Y cuando lo hiciera, se llevaría consigo la certeza de que su tiempo se agotaba… y de que la única oportunidad de la humanidad era atacar primero.
______
Kyle acababa de quitarse el abrigo y dejarlo a un lado cuando oyó que llamaban a su puerta. Frunciendo el ceño, se giró hacia ella. Queen, posada junto a la ventana, emitió un suave piido pero no se movió.
Kyle abrió la puerta.
Allí de pie, con las mejillas sonrojadas y el pelo algo desordenado, estaba Melissa. Sus pasos eran vacilantes y sus ojos brillaban un poco más de la cuenta.
Lo miró y le dedicó una sonrisa: perezosa, achispada y sin el menor remordimiento.
—… ¿Dónde has estado?
Preguntó Kyle, con voz neutra.
Melissa hizo un puchero mientras se apoyaba ligeramente en el marco de la puerta.
—¡Una vez que el personal me echó el guante, se negaron a dejarme ir! Dijeron que no era «propio» que una sirvienta siguiera a su amo a todas partes como una sombra.
Se cruzó de brazos, tambaleándose ligeramente.
—Por eso no pude estar contigo antes… Pero no volverá a pasar. Te serviré como es debido de ahora en adelante.
Kyle la miró con cara de pocos amigos.
—Estás borracha. ¿No te dije que dejaras de beber?
—No lo estoy.
Dijo de inmediato, y acto seguido hipó.
—Solo estoy un poco acalorada, eso es todo.
Él suspiró.
—Entra. Te desplomarás si te quedas aquí fuera.
—Yo… no debería. Necesito… mantener la distancia. Sí. Eso es lo que debería hacer.
Masculló, de repente seria.
Kyle enarcó una ceja.
—¿Mantener la distancia?
Melissa asintió, pero el gesto la hizo tambalearse.
—El mayordomo lo dijo.
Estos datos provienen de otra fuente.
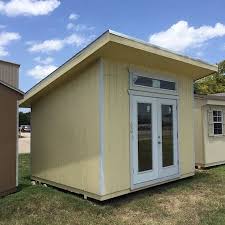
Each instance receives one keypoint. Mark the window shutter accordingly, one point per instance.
(210, 123)
(223, 121)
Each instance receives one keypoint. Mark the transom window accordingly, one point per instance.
(217, 122)
(153, 83)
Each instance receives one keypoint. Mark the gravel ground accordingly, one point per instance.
(24, 143)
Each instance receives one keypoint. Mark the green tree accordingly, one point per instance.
(212, 84)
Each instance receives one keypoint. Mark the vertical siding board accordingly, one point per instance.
(65, 137)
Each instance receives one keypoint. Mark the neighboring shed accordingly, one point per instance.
(209, 130)
(115, 118)
(9, 96)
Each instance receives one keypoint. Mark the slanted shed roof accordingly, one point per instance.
(122, 48)
(212, 99)
(11, 87)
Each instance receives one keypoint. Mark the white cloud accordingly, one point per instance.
(181, 36)
(41, 71)
(48, 46)
(44, 61)
(2, 26)
(79, 27)
(73, 16)
(28, 7)
(5, 39)
(70, 26)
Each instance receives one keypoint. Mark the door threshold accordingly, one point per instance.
(159, 181)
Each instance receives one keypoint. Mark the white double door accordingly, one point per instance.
(154, 138)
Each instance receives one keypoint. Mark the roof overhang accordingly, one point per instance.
(211, 99)
(121, 48)
(12, 88)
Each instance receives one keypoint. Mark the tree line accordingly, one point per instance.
(212, 84)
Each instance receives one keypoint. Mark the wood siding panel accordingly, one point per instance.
(8, 139)
(198, 131)
(65, 133)
(214, 146)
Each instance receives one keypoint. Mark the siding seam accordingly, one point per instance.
(101, 125)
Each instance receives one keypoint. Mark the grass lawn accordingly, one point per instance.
(197, 200)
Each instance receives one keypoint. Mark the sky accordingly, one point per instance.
(41, 35)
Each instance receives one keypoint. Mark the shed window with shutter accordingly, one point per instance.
(217, 122)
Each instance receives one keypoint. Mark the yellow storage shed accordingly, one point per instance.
(209, 130)
(116, 118)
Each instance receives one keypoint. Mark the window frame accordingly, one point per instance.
(153, 76)
(218, 122)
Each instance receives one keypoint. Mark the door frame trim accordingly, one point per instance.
(167, 178)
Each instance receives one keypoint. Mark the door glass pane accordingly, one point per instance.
(144, 137)
(167, 135)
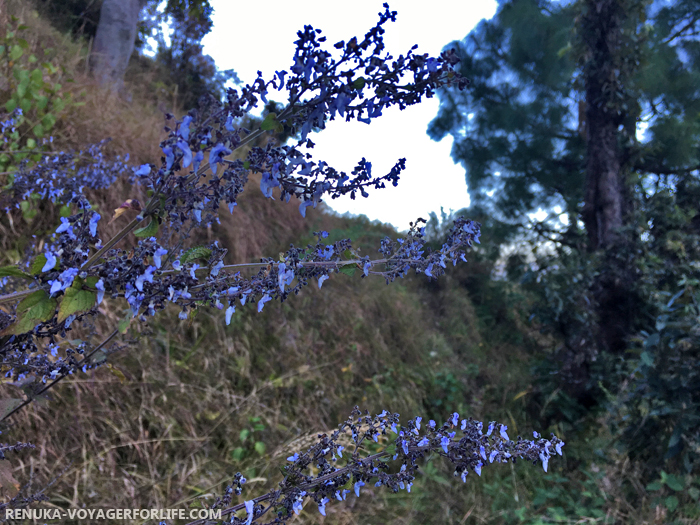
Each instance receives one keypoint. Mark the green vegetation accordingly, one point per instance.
(187, 404)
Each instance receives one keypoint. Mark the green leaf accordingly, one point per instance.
(13, 271)
(671, 503)
(41, 102)
(656, 485)
(8, 405)
(674, 482)
(198, 252)
(349, 269)
(75, 300)
(39, 263)
(148, 231)
(124, 323)
(36, 308)
(270, 122)
(25, 104)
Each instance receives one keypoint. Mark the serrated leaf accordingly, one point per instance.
(116, 372)
(148, 231)
(75, 301)
(198, 252)
(39, 263)
(270, 122)
(13, 271)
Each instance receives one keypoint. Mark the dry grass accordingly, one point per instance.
(163, 426)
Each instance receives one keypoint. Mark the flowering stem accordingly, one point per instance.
(83, 361)
(114, 240)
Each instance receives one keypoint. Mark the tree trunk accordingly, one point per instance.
(114, 41)
(607, 198)
(604, 207)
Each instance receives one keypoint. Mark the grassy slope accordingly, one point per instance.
(187, 404)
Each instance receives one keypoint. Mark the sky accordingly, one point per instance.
(245, 40)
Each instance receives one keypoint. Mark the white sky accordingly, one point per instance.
(252, 36)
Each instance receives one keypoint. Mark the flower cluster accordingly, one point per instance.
(197, 174)
(339, 471)
(69, 280)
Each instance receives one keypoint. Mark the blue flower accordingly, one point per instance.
(303, 206)
(321, 279)
(322, 506)
(169, 157)
(267, 182)
(215, 269)
(216, 156)
(93, 223)
(66, 227)
(186, 153)
(250, 507)
(142, 170)
(147, 276)
(444, 442)
(229, 312)
(184, 129)
(50, 262)
(198, 158)
(64, 280)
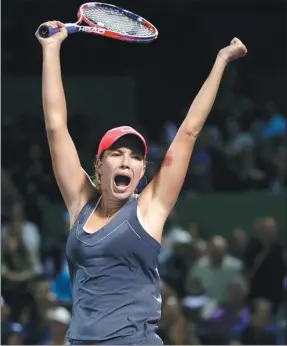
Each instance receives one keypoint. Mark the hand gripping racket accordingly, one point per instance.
(110, 21)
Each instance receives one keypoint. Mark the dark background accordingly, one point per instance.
(163, 77)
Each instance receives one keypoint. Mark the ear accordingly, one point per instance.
(143, 170)
(98, 165)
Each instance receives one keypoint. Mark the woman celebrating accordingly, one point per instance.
(115, 235)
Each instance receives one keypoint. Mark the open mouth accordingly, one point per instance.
(122, 180)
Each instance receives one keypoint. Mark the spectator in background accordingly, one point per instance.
(59, 320)
(241, 157)
(233, 314)
(264, 263)
(278, 168)
(238, 243)
(34, 317)
(173, 328)
(216, 270)
(199, 178)
(259, 331)
(10, 195)
(27, 232)
(5, 322)
(20, 262)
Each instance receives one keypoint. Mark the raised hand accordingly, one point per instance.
(55, 39)
(234, 51)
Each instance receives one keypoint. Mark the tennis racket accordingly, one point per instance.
(110, 21)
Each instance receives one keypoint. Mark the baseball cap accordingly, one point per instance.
(116, 133)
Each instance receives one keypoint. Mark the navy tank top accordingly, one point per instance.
(114, 277)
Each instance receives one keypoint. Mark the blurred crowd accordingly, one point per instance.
(214, 290)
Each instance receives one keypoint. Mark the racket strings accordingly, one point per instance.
(114, 20)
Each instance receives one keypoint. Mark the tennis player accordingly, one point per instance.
(115, 235)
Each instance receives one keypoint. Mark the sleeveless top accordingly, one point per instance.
(114, 277)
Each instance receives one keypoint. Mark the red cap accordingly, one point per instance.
(116, 133)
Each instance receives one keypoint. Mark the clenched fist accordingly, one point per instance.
(235, 50)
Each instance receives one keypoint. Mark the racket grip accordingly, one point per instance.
(46, 31)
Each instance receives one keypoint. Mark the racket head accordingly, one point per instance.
(117, 23)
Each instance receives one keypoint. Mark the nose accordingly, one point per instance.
(125, 161)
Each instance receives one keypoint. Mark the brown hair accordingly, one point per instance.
(96, 179)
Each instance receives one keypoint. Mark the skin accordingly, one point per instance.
(159, 197)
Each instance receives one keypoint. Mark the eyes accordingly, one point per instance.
(133, 156)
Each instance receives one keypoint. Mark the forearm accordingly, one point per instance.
(54, 102)
(204, 100)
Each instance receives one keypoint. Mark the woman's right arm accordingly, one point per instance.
(74, 184)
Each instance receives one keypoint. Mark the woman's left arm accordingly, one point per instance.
(160, 196)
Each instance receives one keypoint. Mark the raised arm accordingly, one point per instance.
(160, 196)
(71, 178)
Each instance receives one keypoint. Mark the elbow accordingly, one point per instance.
(55, 128)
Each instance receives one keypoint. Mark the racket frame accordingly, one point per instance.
(93, 28)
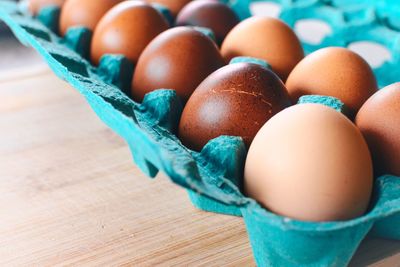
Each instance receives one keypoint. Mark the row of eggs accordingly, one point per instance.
(306, 161)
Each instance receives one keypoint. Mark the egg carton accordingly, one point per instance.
(212, 176)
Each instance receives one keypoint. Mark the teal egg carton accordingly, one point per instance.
(213, 177)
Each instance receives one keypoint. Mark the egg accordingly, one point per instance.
(127, 29)
(310, 163)
(379, 121)
(180, 59)
(336, 72)
(173, 5)
(264, 38)
(235, 100)
(35, 6)
(211, 14)
(85, 13)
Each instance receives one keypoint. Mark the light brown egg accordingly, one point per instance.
(336, 72)
(127, 29)
(85, 13)
(264, 38)
(179, 59)
(379, 121)
(311, 163)
(36, 5)
(173, 5)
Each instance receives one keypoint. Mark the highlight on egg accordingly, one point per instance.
(379, 121)
(211, 14)
(179, 59)
(310, 163)
(265, 38)
(85, 13)
(235, 100)
(333, 71)
(127, 29)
Dijo que traería problemas. No quiero traer problemas. Quiero ayudarte. Pero quizá debería… alejarme.
Kyle la observó en silencio por un momento. Estaba demasiado ebria para comprender del todo lo que decía, y sus emociones oscilaban salvajemente entre la culpa y la determinación. Parecía desdichada.
—…Puedes pensar en eso cuando estés sobria. Ahora entra, antes de que te caigas y el personal me eche la culpa a mí.
Dijo sin más.
Melissa parpadeó, mirándolo.
—¿No estás enfadado?
—Estoy demasiado cansado para estar enfadado.
Masculló Kyle.
Melissa entró con incertidumbre. Apenas cruzó el umbral, tropezó ligeramente y Kyle la sujetó del brazo. Ella parpadeó al mirarlo, con los ojos muy abiertos, y él simplemente la guio hasta el sofá y la sentó.
—Te traeré agua.
Dijo él.
Melissa le agarró la manga.
—Eres… un buen amo.
Kyle no respondió. Se limitó a entregarle el vaso de agua y a observarla en silencio, con una expresión indescifrable.
Mañana, todo se reanudaría. Pero por ahora, simplemente dejó que el silencio se extendiera entre ellos.
Melissa tomó el vaso con ambas manos, bebiendo a sorbos lentamente mientras mantenía los ojos fijos en Kyle.
—Sabes, aunque todo el mundo me diga que me aleje… no lo haré. No te dejaré.